Тут же послышался топот, и к нам выскочил перепачканный мукой парнишка в накинутом поверх рубахи и слишком коротких штанов фартуке.

– Лука, проводи человека в комнату, – распорядился хозяин.

С кружкой в одной руке и сумкой в другой я поднялся по крутой лестнице, прошел в предупредительно открытую прислужником дверь и придирчиво оглядел небольшую комнатушку. Ну да ничего – переночевать сойдет.

– Ужин в семь, – предупредил парень и убежал.

Я задвинул расшатанный засов, отхлебнул выдаваемую за пиво кислую бурду и опустился на стоявший у распахнутого окна табурет. С некоторой долей опаски вытащил из потайного кармана куртки переданные Малькольмом Паре ветхие листочки и осторожно развернул хрупкую бумагу.
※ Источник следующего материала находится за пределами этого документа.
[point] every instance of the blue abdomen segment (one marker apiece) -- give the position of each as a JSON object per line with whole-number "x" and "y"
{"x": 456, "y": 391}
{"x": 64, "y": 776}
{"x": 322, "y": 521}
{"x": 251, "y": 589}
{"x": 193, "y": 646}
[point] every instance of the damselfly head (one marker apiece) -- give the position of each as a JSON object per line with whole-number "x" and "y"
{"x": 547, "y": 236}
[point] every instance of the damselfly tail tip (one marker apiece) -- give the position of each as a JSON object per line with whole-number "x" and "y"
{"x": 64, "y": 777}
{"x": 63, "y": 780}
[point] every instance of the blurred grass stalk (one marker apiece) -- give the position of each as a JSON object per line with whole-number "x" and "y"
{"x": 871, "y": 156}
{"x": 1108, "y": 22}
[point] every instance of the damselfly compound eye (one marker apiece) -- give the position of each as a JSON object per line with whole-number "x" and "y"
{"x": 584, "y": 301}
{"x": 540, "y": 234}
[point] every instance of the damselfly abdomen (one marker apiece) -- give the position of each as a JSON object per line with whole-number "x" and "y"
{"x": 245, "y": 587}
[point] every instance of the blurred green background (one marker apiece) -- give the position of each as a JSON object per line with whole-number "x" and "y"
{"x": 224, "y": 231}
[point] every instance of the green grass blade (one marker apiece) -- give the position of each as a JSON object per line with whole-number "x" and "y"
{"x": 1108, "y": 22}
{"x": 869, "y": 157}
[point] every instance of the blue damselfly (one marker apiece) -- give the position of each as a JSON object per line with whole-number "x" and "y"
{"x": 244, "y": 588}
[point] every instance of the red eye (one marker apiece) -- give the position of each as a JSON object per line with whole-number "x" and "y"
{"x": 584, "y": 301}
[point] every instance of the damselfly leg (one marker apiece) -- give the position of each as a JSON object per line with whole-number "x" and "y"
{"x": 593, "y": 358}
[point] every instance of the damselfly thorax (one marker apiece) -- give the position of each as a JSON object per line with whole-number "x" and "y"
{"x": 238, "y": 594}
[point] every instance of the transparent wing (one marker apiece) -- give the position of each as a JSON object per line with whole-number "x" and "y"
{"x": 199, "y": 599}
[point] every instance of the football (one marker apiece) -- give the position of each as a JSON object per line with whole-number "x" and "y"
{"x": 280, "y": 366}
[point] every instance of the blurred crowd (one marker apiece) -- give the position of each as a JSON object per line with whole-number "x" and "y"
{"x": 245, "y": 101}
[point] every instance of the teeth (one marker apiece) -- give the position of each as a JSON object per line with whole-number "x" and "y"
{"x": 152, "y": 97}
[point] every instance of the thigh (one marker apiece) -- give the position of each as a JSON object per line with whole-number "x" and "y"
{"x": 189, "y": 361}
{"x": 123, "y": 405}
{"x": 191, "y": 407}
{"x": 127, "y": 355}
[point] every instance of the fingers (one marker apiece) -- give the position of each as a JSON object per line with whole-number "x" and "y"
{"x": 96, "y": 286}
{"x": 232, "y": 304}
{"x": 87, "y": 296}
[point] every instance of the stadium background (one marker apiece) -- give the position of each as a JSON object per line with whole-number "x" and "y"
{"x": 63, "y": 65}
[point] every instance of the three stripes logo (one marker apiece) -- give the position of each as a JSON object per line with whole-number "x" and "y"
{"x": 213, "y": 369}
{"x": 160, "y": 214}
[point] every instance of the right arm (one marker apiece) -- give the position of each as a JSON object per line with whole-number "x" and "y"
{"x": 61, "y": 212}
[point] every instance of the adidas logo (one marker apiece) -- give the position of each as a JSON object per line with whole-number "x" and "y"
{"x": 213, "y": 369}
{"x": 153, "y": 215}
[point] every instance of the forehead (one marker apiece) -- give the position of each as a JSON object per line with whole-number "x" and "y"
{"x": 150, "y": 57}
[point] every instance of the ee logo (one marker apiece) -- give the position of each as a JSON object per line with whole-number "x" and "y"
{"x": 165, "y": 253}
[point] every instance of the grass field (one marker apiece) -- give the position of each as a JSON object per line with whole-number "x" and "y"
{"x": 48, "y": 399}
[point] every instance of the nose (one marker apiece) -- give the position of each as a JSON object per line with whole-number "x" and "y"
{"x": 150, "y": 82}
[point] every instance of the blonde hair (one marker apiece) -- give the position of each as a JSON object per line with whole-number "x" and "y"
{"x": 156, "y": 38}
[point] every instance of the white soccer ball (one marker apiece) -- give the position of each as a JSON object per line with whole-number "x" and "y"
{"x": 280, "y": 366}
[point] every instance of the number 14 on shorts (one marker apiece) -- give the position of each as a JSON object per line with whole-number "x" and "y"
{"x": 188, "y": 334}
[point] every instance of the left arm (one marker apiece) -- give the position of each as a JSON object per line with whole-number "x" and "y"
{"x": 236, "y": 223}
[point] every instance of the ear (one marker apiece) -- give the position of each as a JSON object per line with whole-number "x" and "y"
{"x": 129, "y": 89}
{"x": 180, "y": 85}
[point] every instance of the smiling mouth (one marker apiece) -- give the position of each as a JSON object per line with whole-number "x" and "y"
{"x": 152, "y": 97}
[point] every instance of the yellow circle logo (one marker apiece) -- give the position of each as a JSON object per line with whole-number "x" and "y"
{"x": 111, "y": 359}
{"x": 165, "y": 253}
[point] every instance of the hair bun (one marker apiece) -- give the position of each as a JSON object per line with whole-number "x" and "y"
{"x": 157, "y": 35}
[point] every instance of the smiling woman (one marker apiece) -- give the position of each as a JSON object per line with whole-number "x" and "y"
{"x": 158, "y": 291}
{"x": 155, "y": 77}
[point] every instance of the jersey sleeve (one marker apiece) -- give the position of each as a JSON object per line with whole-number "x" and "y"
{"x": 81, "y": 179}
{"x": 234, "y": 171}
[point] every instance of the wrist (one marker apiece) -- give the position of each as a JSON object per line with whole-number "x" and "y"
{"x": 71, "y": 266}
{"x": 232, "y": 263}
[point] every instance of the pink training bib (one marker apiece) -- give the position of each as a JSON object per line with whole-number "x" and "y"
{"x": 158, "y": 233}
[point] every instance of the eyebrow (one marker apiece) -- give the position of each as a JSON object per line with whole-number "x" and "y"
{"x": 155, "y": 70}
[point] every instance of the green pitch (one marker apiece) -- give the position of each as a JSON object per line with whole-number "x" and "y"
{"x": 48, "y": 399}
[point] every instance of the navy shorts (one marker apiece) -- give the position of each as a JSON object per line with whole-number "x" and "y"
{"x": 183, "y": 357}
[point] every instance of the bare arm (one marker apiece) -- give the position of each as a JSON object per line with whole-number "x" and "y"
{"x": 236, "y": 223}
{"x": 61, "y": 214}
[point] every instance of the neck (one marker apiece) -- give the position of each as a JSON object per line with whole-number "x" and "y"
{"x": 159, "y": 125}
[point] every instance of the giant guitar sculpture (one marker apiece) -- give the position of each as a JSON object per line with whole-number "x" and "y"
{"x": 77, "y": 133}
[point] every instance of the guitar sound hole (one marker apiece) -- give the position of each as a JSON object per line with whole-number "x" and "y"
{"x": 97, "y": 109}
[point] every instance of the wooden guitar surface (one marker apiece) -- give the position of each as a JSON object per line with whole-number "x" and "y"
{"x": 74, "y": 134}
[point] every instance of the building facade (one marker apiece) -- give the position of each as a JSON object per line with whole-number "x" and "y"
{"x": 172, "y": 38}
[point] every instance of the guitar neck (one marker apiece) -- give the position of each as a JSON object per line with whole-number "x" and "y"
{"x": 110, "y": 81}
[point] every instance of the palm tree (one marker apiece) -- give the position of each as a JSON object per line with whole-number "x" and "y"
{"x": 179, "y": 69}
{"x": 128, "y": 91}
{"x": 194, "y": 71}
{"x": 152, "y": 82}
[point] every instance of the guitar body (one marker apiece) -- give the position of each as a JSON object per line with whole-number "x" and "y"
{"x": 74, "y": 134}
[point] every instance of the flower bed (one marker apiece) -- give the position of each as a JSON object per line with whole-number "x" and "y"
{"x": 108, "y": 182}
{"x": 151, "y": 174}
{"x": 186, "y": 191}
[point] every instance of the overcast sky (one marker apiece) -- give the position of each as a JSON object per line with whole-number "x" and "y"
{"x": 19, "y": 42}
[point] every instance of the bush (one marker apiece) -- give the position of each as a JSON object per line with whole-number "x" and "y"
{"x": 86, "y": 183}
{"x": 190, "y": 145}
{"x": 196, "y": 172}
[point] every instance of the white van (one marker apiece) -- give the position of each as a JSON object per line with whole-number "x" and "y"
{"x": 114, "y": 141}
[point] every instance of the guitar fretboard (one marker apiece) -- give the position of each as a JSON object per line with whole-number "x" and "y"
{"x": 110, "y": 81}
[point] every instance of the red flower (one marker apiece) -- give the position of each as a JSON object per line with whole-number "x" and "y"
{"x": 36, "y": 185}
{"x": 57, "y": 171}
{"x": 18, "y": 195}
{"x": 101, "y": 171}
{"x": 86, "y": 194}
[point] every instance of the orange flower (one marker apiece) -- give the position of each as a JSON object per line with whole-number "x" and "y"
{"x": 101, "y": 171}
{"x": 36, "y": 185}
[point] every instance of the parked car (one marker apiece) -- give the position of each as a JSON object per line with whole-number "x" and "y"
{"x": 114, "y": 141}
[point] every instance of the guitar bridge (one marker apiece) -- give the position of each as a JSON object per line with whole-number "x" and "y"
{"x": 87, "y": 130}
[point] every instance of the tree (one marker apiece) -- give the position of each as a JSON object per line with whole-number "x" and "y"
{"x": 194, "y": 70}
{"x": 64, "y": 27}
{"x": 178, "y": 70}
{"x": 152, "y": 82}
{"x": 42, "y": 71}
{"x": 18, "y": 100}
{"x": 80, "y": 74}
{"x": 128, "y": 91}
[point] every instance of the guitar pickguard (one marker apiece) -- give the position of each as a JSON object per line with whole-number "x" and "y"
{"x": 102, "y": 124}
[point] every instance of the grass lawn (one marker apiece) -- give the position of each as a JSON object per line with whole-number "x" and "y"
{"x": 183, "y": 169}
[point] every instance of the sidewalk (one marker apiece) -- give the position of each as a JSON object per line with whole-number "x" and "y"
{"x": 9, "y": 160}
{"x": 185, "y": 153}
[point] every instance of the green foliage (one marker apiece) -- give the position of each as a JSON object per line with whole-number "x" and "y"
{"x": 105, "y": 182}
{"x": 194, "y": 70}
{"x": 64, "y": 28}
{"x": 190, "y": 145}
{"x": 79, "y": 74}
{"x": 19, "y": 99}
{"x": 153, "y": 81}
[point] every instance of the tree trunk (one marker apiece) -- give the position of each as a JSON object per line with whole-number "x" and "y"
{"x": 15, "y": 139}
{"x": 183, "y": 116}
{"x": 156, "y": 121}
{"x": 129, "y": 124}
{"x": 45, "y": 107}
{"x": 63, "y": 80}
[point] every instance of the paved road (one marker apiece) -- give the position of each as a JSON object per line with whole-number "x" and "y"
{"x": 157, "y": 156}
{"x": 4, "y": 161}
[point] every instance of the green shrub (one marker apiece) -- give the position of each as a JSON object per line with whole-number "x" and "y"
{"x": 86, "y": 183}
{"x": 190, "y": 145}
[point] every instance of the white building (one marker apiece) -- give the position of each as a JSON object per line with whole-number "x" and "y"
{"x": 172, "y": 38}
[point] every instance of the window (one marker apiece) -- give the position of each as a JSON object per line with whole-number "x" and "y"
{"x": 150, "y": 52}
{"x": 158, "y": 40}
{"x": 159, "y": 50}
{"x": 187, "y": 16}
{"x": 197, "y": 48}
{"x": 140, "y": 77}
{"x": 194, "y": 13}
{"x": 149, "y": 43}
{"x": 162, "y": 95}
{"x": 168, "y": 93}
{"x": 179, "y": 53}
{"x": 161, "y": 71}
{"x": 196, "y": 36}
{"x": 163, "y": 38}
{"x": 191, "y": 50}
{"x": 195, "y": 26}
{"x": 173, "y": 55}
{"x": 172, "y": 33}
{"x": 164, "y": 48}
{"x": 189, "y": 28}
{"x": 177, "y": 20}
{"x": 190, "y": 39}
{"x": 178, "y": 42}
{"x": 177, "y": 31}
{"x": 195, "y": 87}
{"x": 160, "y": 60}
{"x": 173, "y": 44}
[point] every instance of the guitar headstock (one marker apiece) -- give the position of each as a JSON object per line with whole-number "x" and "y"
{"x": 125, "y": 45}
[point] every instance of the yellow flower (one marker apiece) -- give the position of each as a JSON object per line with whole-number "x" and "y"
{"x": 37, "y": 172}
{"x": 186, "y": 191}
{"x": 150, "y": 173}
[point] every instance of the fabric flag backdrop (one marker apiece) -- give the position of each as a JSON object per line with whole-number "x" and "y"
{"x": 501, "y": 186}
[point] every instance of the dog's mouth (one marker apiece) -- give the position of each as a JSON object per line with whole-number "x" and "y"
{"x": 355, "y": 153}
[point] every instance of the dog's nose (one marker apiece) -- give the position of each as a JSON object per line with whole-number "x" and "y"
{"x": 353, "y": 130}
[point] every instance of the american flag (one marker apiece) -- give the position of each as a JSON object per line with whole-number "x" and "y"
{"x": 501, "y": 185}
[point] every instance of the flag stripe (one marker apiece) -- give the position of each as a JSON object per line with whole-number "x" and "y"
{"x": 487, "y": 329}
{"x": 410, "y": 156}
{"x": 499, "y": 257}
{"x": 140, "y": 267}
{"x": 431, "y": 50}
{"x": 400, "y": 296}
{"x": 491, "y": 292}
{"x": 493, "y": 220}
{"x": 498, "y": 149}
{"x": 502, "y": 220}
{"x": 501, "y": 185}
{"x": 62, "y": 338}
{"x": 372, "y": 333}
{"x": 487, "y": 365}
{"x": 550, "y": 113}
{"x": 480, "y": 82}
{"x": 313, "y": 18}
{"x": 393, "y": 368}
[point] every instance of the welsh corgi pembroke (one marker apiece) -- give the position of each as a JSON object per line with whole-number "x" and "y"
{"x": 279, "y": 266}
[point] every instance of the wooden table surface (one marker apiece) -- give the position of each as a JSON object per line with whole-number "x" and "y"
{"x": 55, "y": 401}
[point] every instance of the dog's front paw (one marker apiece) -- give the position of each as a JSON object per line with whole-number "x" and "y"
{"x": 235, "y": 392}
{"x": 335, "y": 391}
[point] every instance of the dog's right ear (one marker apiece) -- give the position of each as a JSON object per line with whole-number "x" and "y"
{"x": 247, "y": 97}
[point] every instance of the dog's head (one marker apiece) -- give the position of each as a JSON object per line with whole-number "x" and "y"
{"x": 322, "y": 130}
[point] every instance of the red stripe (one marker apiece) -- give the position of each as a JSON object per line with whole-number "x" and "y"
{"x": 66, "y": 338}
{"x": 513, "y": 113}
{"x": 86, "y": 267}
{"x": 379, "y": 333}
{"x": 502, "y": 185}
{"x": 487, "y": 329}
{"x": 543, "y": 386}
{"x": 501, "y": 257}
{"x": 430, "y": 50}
Не дело при себе всякую крамолу таскать. Мало ли какой любитель лазить по чужим карманам попадется. Придется потом… того… грех на душу брать.

Аккуратно расправив листки, я приметил оставленную почерком Паре пометку и немедленно схватился за кружку. Едва не облившись, сделал несколько судорожных глотков, вытер подбородок и растерянно перевел дух.

«Предположительно список с труда Раймонда Фуко «Овеществленная скверна», – гласила пометка. Ни больше ни меньше.

Раймонд Фуко! «Овеществленная скверна»!

Считавшееся утерянным много веков назад сочинение опального генерала ордена Пламенной длани, сожженного за ересь собственными братьями!

Вот так дела! Ну да удивляться не приходится – в войну еретики разграбили немало монастырей, вполне возможно, какому-нибудь агенту тайной службы и посчастливилось выкупить записи у безграмотных солдат. Или перерезать ради них чью-то глотку…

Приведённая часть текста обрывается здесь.